### 01. Pseudonymization

In this notebook, we'll explore pseudonymization methods such as hashing, masking and format-preserving encryption.

For more reading on the topic, please see: 

- [Medium (Alex Ewerlöf): Anonymization vs. Pseudonymization](https://medium.com/@alexewerlof/gdpr-pseudonymization-techniques-62f7b3b46a56)
- [KIProtect: GDPR for Data Science](https://kiprotect.com/blog/gdpr_for_data_science.html)
- [IAPP: Anonymization and Pseudonymization Compared in relation to GDPR compliance](https://iapp.org/media/pdf/resource_center/PA_WP2-Anonymous-pseudonymous-comparison.pdf)

In [36]:
pip install requests


Note: you may need to restart the kernel to use updated packages.



[notice] A new release of pip available: 22.2.2 -> 24.3.1
[notice] To update, run: python.exe -m pip install --upgrade pip


In [37]:
pip install faker


Note: you may need to restart the kernel to use updated packages.

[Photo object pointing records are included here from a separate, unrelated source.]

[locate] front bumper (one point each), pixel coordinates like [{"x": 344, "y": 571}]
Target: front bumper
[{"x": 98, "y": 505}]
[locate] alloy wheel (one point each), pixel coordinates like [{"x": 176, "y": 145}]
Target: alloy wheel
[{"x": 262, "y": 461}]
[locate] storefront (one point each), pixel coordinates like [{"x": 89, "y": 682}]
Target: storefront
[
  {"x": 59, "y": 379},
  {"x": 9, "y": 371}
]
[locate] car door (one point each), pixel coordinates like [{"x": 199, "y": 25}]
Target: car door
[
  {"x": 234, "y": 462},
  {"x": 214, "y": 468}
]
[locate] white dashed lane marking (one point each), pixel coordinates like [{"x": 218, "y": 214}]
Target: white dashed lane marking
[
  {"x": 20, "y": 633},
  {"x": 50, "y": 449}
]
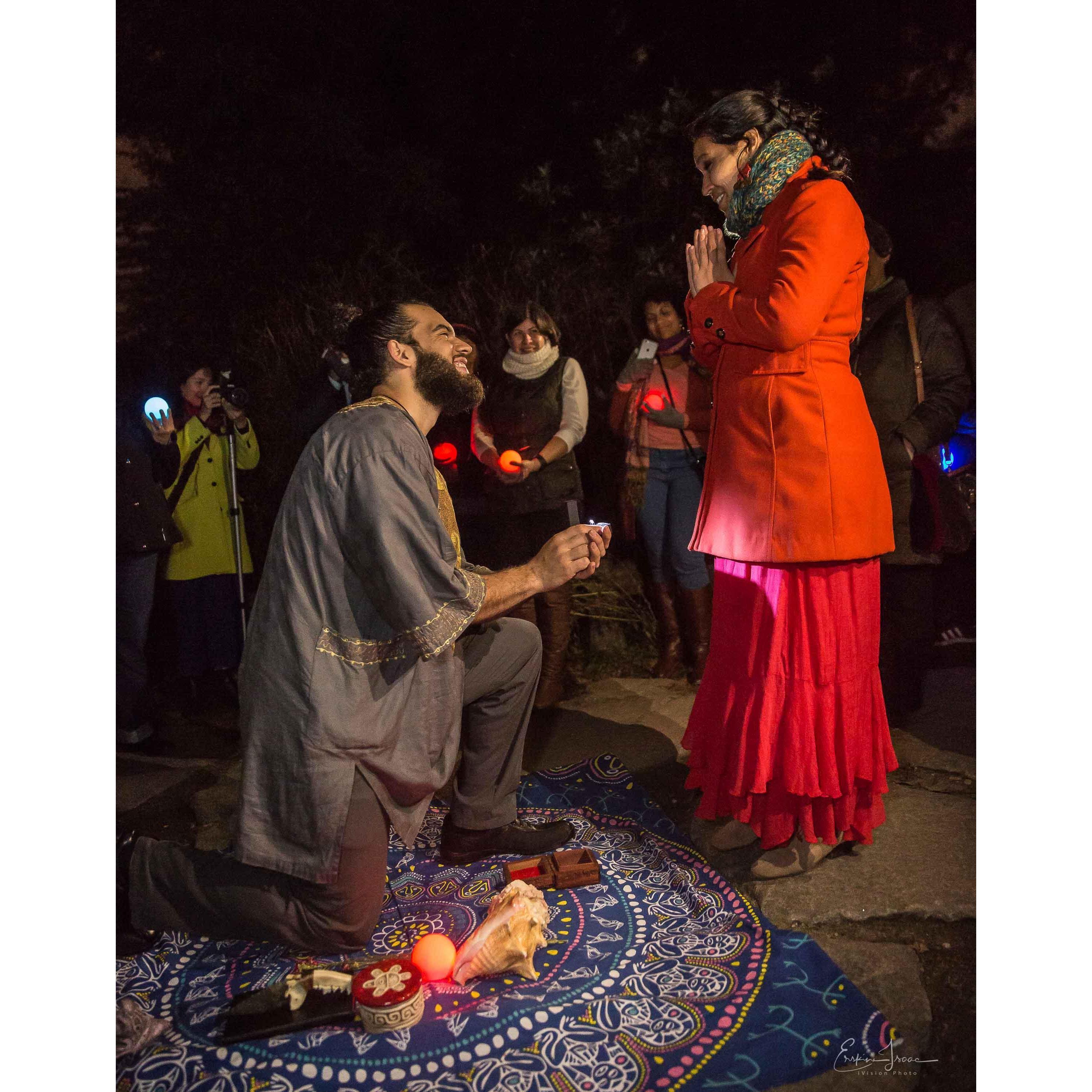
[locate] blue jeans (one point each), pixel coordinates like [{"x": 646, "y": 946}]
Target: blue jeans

[notice] A new release of pip available: 22.2.2 -> 24.3.1
[notice] To update, run: python.exe -m pip install --upgrade pip


In [38]:
pip install ff3






[notice] A new release of pip available: 22.2.2 -> 24.3.1
[notice] To update, run: python.exe -m pip install --upgrade pip


In [39]:
import base64
from hashlib import blake2b

import pandas as pd
import json
import requests

from faker import Faker
from ff3 import FF3Cipher

#### Precheck: What is our data? 
- What information is contained in our data?
- What privacy concerns are there?
- How should we proceed?

In [40]:
df = pd.read_csv('data/iot_example.csv')

In [41]:
df.head()

Unnamed: 0,timestamp,username,temperature,heartrate,build,latest,note
0,2017-01-01T12:00:23,michaelsmith,12,67,4e6a7805-8faa-2768-6ef6-eb3198b483ac,0,interval
1,2017-01-01T12:01:09,kharrison,6,78,7256b7b0-e502-f576-62ec-ed73533c9c84,0,wake
2,2017-01-01T12:01:34,smithadam,5,89,9226c94b-bb4b-a6c8-8e02-cb42b53e9c90,0,
3,2017-01-01T12:02:09,eddierodriguez,28,76,2599ac79-e5e0-5117-b8e1-57e5ced036f7,0,update
4,2017-01-01T12:02:36,kenneth94,29,62,122f1c6a-403c-2221-6ed1-b5caa08f11e0,0,user


#### Section One: Hashing

- Applying the blake2b hash
- Allowing for de-pseudonymization
- Creating a reusable method for hashing

In [42]:
username = df.iloc[0,1]

In [43]:
username

'michaelsmith'

In [44]:
hasher = blake2b()
hasher.update(username)
hasher.hexdigest()

TypeError: Strings must be encoded before hashing

Oops. What went wrong? How can we fix?

In [61]:
 
hasher = blake2b()
hasher.update(username.encode('utf-8'))  
print(hasher.hexdigest())  


a2a858011c0917154cdf8edce30d399e37df5f13217fa6d2959e453dd5245eb73a0787f0784d0c1969df51a48dc5a6664a59b724e33962be6ed4a9f0424ecb43


In [62]:
# %load solutions/proper_encoding.py
hasher = blake2b()
hasher.update(username.encode('utf-8'))
hasher.hexdigest()


'a2a858011c0917154cdf8edce30d399e37df5f13217fa6d2959e453dd5245eb73a0787f0784d0c1969df51a48dc5a6664a59b724e33962be6ed4a9f0424ecb43'

Great! Now we have a hash. Michael is safe! (or [is he?](https://nakedsecurity.sophos.com/2014/06/24/new-york-city-makes-a-hash-of-taxi-driver-data-disclosure/))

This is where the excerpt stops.